Basel III Compliant Additional Tier I (AT-1) Bonds and Tier II Bonds are types of debt instruments that banks use to raise capital, as per the norms set by the Basel III international banking regulations. These are not regular bonds—they are specially designed to help banks maintain financial stability in times of stress.

1. Additional Tier I (AT-1) Bonds

  • What they are: These are perpetual bonds, meaning they have no fixed maturity date. They are part of a bank’s Tier I capital, which includes core capital used to absorb losses.
  • Who buys them: Typically institutional investors like mutual funds, insurance companies, or large banks.
  • Risk & return: AT-1 bonds carry higher risk and therefore offer higher interest rates. In case of the bank’s financial trouble, the interest payments can be skipped, and the bond can even be written off completely or converted to equity.
  • Purpose: These bonds help banks strengthen their capital base to comply with regulatory requirements.

2. Tier II Bonds

  • What they are: These bonds have a fixed maturity period (usually 10-15 years) and are used to raise Tier II capital, which is secondary to Tier I capital in absorbing losses.
  • Risk & return: They carry moderate risk and fixed interest payments.
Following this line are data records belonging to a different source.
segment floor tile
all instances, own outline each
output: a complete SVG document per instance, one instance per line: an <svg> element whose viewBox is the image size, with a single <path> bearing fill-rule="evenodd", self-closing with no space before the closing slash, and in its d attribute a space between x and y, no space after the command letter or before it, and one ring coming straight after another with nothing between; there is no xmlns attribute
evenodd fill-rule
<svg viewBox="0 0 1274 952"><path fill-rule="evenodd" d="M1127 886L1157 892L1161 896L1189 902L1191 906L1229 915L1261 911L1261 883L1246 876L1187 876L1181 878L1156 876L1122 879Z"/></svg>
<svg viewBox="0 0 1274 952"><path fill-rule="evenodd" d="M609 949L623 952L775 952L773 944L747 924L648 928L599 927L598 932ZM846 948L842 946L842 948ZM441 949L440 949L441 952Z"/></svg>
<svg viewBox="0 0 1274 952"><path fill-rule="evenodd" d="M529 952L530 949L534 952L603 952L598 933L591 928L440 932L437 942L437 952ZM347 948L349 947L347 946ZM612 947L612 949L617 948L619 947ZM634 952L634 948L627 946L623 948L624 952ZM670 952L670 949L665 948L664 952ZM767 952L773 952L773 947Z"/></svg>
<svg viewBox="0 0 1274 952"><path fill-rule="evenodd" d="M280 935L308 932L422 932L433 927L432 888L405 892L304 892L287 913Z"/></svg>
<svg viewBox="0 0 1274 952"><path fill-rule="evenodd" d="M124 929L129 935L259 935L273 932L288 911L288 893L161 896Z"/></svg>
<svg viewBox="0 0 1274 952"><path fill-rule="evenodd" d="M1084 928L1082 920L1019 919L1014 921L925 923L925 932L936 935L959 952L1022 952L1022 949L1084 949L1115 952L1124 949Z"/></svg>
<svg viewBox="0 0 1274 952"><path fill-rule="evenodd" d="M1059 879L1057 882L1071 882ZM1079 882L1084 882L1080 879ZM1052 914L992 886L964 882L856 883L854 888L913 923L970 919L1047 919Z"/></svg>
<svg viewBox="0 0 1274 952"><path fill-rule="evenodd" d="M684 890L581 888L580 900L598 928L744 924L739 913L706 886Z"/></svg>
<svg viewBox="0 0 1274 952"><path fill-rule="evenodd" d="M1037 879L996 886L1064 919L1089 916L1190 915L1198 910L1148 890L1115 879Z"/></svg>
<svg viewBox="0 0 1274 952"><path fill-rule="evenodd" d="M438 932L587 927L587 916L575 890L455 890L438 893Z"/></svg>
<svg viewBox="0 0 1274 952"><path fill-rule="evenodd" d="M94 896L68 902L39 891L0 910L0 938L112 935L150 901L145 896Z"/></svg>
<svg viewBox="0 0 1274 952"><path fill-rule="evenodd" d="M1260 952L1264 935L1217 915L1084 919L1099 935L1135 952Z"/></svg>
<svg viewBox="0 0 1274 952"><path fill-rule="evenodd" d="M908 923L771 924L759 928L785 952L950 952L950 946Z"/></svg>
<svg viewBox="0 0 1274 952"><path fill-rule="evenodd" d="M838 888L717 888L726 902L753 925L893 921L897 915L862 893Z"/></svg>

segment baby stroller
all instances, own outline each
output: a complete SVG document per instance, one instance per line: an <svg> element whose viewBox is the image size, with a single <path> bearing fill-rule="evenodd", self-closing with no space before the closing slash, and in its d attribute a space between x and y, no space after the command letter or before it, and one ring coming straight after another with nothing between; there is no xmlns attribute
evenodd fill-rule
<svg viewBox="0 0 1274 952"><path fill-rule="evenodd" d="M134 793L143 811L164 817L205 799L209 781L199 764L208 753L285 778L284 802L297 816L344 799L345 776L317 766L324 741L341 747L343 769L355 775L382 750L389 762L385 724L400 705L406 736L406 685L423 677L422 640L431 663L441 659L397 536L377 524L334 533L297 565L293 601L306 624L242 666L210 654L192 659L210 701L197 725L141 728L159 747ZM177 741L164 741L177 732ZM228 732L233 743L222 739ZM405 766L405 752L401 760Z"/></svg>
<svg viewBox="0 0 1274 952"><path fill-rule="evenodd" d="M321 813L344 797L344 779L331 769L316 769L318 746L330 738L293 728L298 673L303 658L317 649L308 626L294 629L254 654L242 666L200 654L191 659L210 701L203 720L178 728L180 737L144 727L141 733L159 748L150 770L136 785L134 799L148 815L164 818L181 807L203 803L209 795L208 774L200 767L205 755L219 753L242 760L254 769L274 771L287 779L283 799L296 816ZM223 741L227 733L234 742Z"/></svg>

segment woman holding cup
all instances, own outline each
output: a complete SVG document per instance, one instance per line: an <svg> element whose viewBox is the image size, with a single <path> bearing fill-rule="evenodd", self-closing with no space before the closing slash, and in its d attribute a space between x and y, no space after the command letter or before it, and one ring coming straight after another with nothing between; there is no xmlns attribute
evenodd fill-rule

In case of liquidation, Tier II bondholders are paid after all other debts but before shareholders.
  • Purpose: They provide an additional buffer for banks to cover unexpected losses, thus ensuring financial health and stability.

Why Canara Bank Is Raising Capital Using These Bonds?

To meet regulatory capital requirements under Basel III norms, maintain financial strength, and support future business growth, Canara Bank plans to:

  • Raise ₹3,500 crore through AT-1 Bonds
  • Raise ₹6,000 crore through Tier II Bonds

Both are subject to market conditions and regulatory approvals.